Couperin • Rebel
Published:
COMPOSERS: Couperin/Rebel
LABELS: Mirare
ALBUM TITLE: Couperin
WORKS: Grande Sonade (Le Parnasse ou l’apothéose de Corelli); Concert instrumental sous le titre d’apotheose composé à la mémoire immortelle de l’incomparable Monsieur de Lulli; Tombeau de Monsieur de Lully
PERFORMER: Ricercar Consort/Philippe Pierlot (director, bass viol); François Fernandez, Sophie Gent (violin), Eduardo Egüez (theorbo, guitar), Marc Hantaï, Georges Barthel (traverso), François Guerrier (clavecin), François Morel (narration)
CATALOGUE NO: MIR 150
Antagonism between French and Italian Baroque music was generated largely by politics, royal taste and ill-qualified critics. (The famous description of Leclair playing the violin like an angel, and Locatelli like a devil, comes from a minor Dutch organist from Groningen.
In the two ‘apotheoses’ on this disc, François Couperin raises to God-like status both the Italian Corelli and the Italian-born turncoat Lully. But Couperin’s ultimate achievement is ‘la réunion des goûts’ (the reuniting of tastes).
Le Parnasse ou l’apothéose de Corelli is a thoroughly Italian trio sonata – two violins with continuo – in which Corelli approaches Parnassus, drinks from the inspiring Hippocrene fountain, falls asleep, and thanks the Muses for honouring him. Meanwhile, in Concert à la mémoire de Lulli, Lully’s elevation to God-like status evokes ‘subterranean rumblings’ of jealousy and groans from his contemporaries, with flutes added to strings. Finally, both composers accompany each other in turn, celebrating the ‘réunion’ of music greater than the sum of its parts.

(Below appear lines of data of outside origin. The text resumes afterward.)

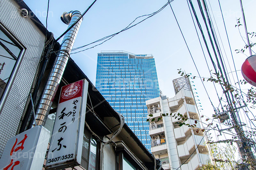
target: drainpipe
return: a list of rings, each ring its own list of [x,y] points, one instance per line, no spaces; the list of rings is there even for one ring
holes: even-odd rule
[[[63,22],[68,25],[69,28],[81,16],[79,11],[75,11],[64,12],[60,18]],[[36,113],[37,125],[44,125],[82,20],[82,18],[64,36],[38,102]]]

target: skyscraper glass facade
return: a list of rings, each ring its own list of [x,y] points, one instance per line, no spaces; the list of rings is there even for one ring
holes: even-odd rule
[[[152,55],[123,51],[98,54],[96,88],[149,150],[149,127],[145,101],[159,96]]]

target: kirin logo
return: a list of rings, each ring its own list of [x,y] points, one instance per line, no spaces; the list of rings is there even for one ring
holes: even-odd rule
[[[77,94],[81,88],[79,84],[75,84],[70,85],[65,88],[61,94],[63,99],[69,99],[73,97]]]

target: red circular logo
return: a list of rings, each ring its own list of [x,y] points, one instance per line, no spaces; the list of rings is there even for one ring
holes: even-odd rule
[[[69,99],[77,94],[81,88],[79,84],[72,84],[66,87],[61,94],[63,99]]]

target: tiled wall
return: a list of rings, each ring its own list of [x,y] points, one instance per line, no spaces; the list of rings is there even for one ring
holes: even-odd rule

The consort’s performance is superbly stylised, from the disarming simplicity of Corelli’s ‘sleep’ to the delicate cross-rhythms of a gentle Lullian ‘air’. Jean-Féry Rebel’s Tombeau de Monsieur de Lully, which divides the Couperin pieces, spectacularly contrasts Italian fire with French lyricism.
The programme is excellently recorded in a glorious acoustic. The liner notes (lacking dates and translations) could be more helpful.